I rode the bike to a nearby convenience store and rolled the trailer beside it, then like a NASCAR crew, walked along the asphalt and picked up bits and pieces of the bike. Next we abandoned the trailer and rode straight to the welder, a miracle since the directions were like, "Go past the church, turn right, turn past the courthouse then three lights, no four... three."
Lanham's Truck and Trailer was in a time warp from the seventies. Old school, old stuff, and a real live junkyard dog on the end of it's chain greeted us. 



And the two guys, Dad and son, were 'blind in one eye and can't see out the other' (his words) from a lifetime of welding, and a bad back from bridge building. The shop was stacked with dead engines, generators, pipes, steel and metal. Dad smoked Swisher Sweets as he worked.
But they could weld and fabricate. 
They rewelded the hitch (yep, it sheared right off) and pulled out the broken bolts (yep, they sheared right off) and replaced them with grade 8 bolts. The son assured me, "You won't have to worry about that hitch, ever again." Wonderful.
We returned to the trailer and I got the dubious honor of rewiring the plug, as the wires ripped out of it during the divorce. Brace yourself. I checked the wires on the bike, installed the wires in the trailer, plugged it in and... (drumroll please) the right turn signal lit the right turn signal light! And so on. It worked! 
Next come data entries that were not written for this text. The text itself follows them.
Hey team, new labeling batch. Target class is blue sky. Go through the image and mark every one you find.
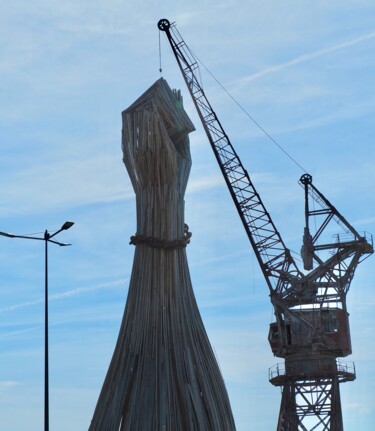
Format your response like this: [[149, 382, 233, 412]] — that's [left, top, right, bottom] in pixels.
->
[[1, 1, 374, 430]]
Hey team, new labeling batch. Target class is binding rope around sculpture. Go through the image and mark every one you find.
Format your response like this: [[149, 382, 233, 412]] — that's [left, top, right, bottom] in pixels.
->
[[130, 224, 192, 249]]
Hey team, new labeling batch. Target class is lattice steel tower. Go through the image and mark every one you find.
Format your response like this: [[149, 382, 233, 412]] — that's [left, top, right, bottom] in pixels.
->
[[267, 173, 373, 430], [159, 18, 373, 430]]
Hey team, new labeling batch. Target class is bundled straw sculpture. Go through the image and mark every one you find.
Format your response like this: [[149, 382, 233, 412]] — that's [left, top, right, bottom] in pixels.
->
[[89, 78, 236, 430]]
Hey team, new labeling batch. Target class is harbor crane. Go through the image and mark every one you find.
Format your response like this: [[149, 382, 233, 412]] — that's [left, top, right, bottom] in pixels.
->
[[158, 18, 373, 430]]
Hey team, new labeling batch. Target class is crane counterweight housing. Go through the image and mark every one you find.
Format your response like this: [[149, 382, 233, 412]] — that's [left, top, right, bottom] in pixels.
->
[[159, 18, 373, 431]]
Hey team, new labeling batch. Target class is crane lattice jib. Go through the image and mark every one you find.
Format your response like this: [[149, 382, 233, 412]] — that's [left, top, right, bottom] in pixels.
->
[[158, 19, 303, 297], [299, 173, 363, 242]]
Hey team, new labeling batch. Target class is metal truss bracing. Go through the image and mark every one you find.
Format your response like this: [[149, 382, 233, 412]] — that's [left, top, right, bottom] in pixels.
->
[[158, 19, 302, 300], [300, 173, 373, 307], [277, 377, 344, 431], [158, 17, 373, 304], [159, 18, 373, 431]]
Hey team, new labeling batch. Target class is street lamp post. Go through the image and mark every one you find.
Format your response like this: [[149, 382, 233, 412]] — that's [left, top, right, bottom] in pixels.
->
[[0, 221, 74, 431]]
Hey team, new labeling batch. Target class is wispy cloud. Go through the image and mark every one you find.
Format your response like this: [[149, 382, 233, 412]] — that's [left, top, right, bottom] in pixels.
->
[[0, 326, 43, 340], [0, 381, 19, 393], [353, 215, 375, 227], [0, 153, 134, 217], [272, 96, 375, 134], [344, 402, 372, 415], [0, 278, 127, 314], [240, 31, 375, 83], [186, 174, 223, 193]]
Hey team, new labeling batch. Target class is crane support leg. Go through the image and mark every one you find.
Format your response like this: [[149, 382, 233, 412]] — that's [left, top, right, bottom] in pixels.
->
[[276, 377, 344, 431]]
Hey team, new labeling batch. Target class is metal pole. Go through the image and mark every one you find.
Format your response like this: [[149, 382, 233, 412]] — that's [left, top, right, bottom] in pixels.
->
[[0, 222, 73, 430], [44, 230, 49, 431]]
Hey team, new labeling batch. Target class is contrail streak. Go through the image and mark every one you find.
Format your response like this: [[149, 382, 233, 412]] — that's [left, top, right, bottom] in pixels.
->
[[0, 278, 128, 314], [241, 31, 375, 82]]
A shout out to Mike at Green Valley Cycle in Henderson for installing the wiring with color coding, making my job easy. 
"So what do I owe you?" I asked the old guy.
"Oh, forty... fifty? dollars I s'pose."
I gave him sixty. 


Off we went after our three hour adventure, the trailer following behind like a junkyard dog following a biker across the yard. Wonder where I got that analogy? Instead of making our goal of Bowling Green, we stopped at Elizabethtown, as Mr. Sun was going down, the temperatures were reverting to freezing, and a half dozen deer carcasses along the shoulder reminded us to get parked before dark. 
We stopped at a Super 8 and feasted on dinner at Waffle House. I ate the best ribeye steak I'd tasted all day and QG enjoyed a fine sandwich. For some reason, I like Waffle Houses, probably for the ambience as the booths are adjacent to the kitchen so you can watch the cook slinging grease, and banter with the crew.
Sometimes you have to look past people's exteriors to see the angels in our midst. We saw some real angels today.
Tomorrow, Lord willin' and the creek don't rise (and the trailer stays behind the bike), we'll get to  Bowling Green. See you then. 







 

2 comments:

Mel said...

The glitch with the hitch sounds like a bi___... um, bear! Glad the hitch glitch didn't send bikers and trailer into the ditch!

I love the pic of KP kneeling at the rear of the bike. Prayin' as you're wiring? Sounds like your prayers were answered, Sparky!

Unknown said...

Yeah, struggling with wiring. Like "The white wire goes to the... Um... White wire." Right!